Last month, the U.S. natural gas market was still recovering from one of the most severe and widespread winter storms since Winter Storm Uri in 2021, which caused significant volatility across energy markets. This month, however, global geopolitical tensions have taken center stage. Escalating conflict involving Iran has disrupted energy markets and raised concerns about global supply chains. The situation has already impacted liquefied natural gas (LNG) infrastructure in the Persian Gulf—home to one of the world’s largest LNG exporters—and threatened shipping through the Strait of Hormuz, a critical route for roughly 20 percent of global LNG and oil trade. As a result, energy markets are once again facing heightened uncertainty and price volatility.  

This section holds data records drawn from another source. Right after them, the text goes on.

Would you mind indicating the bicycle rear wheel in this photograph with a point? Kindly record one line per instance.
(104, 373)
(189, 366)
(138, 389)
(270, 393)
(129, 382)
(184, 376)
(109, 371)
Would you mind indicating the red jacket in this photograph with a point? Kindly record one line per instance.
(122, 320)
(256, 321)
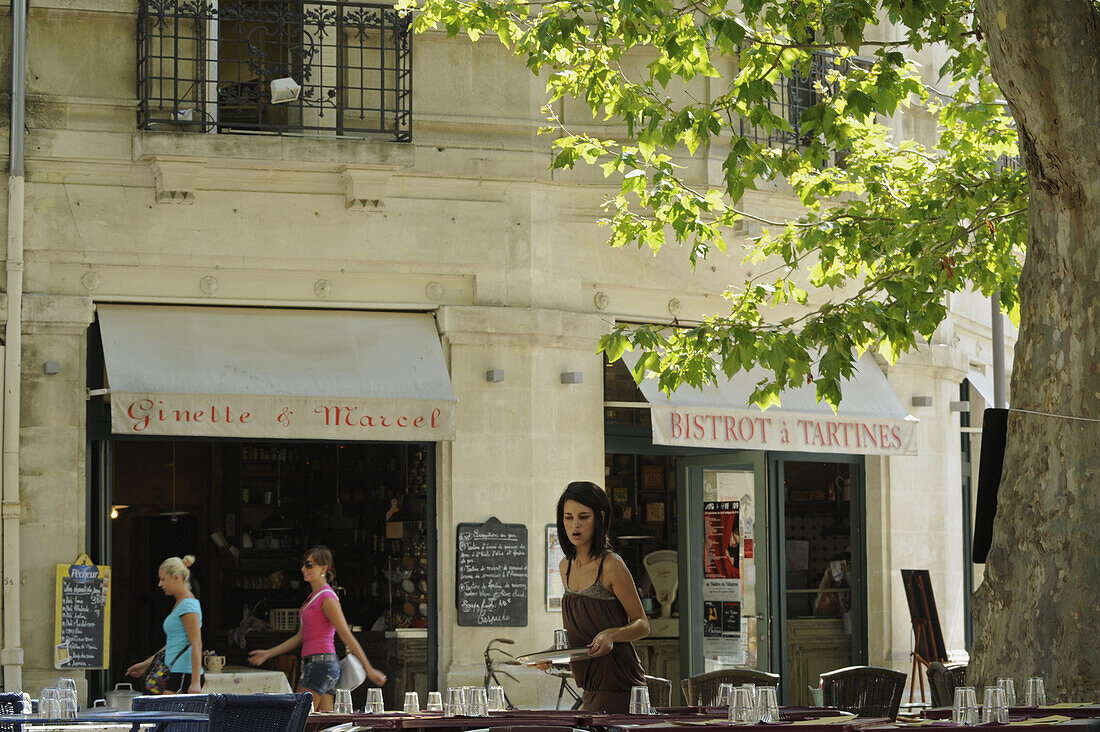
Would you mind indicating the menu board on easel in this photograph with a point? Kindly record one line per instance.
(491, 574)
(83, 619)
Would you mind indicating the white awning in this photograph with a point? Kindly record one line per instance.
(980, 382)
(276, 373)
(869, 421)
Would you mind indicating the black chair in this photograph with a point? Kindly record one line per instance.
(660, 691)
(942, 681)
(259, 712)
(10, 703)
(864, 690)
(702, 690)
(174, 702)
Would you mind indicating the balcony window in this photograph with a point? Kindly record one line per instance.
(798, 94)
(208, 66)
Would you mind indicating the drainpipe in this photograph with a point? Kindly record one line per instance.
(997, 324)
(11, 656)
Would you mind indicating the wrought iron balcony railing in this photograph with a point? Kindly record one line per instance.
(799, 94)
(208, 66)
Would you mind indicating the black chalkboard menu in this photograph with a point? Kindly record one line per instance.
(83, 621)
(491, 574)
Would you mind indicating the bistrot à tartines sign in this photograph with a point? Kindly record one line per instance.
(781, 430)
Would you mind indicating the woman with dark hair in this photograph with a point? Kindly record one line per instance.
(601, 609)
(320, 619)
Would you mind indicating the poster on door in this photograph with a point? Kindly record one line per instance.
(722, 582)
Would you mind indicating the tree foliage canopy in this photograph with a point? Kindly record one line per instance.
(801, 94)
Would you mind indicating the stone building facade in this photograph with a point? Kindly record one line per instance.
(465, 222)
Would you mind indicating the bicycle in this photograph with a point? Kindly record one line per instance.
(492, 666)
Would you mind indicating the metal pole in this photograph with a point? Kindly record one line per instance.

Natural gas prices around the world rose last week after an attack from Iran forced the shutdown of a major LNG export facility. In the United States, prices also moved higher but rose a more modest 11 percent, largely due to strong domestic storage levels, record production, warmer-than-normal temperatures, and LNG export capacity already operating near its limits.

Domestic Demand

The U.S. Energy Information Administration’s (EIA) weekly storage report for the week ending February 27 showed a 132 billion cubic feet (Bcf) withdrawal.  However, market expectations point to withdrawals potentially falling out of the double digits due to drops in demand, due to unusually warm temperatures more typical for May.  

International Demand

After QatarEnergy halted LNG production, benchmark natural gas prices in Europe surged by 67 percent. Liquefied natural gas accounts for roughly 45 percent of Europe’s total gas supply, making the region particularly sensitive to disruptions in global LNG flows. Unlike the United States, Europe is expected to end the heating season with storage levels well below normal, projected at just 22–27 percent of capacity compared to the five-year average of about 41 percent. With QatarEnergy declaring force majeure on LNG exports, it could take weeks or even months before the facility is able to restart. As Europe begins refilling storage this summer, it will likely face elevated prices, and with U.S. LNG export capacity already operating at maximum levels, there is limited ability for the United States to quickly increase output to offset the lost Qatari supply.

Production & Supply

As of February 27, U.S. natural gas storage levels stood at 1,886 Bcf, which is 6.5 percent higher than the same time last year but 2.2 percent below the five-year average. If warmer-than-normal temperatures persist, the United States could enter the storage injection season earlier than usual.

According to Baker Hughes, the U.S. began March with 132 natural gas rigs in operation. While this is slightly lower than the previous week, it is still about 30 percent higher than the number of rigs operating at this time last year.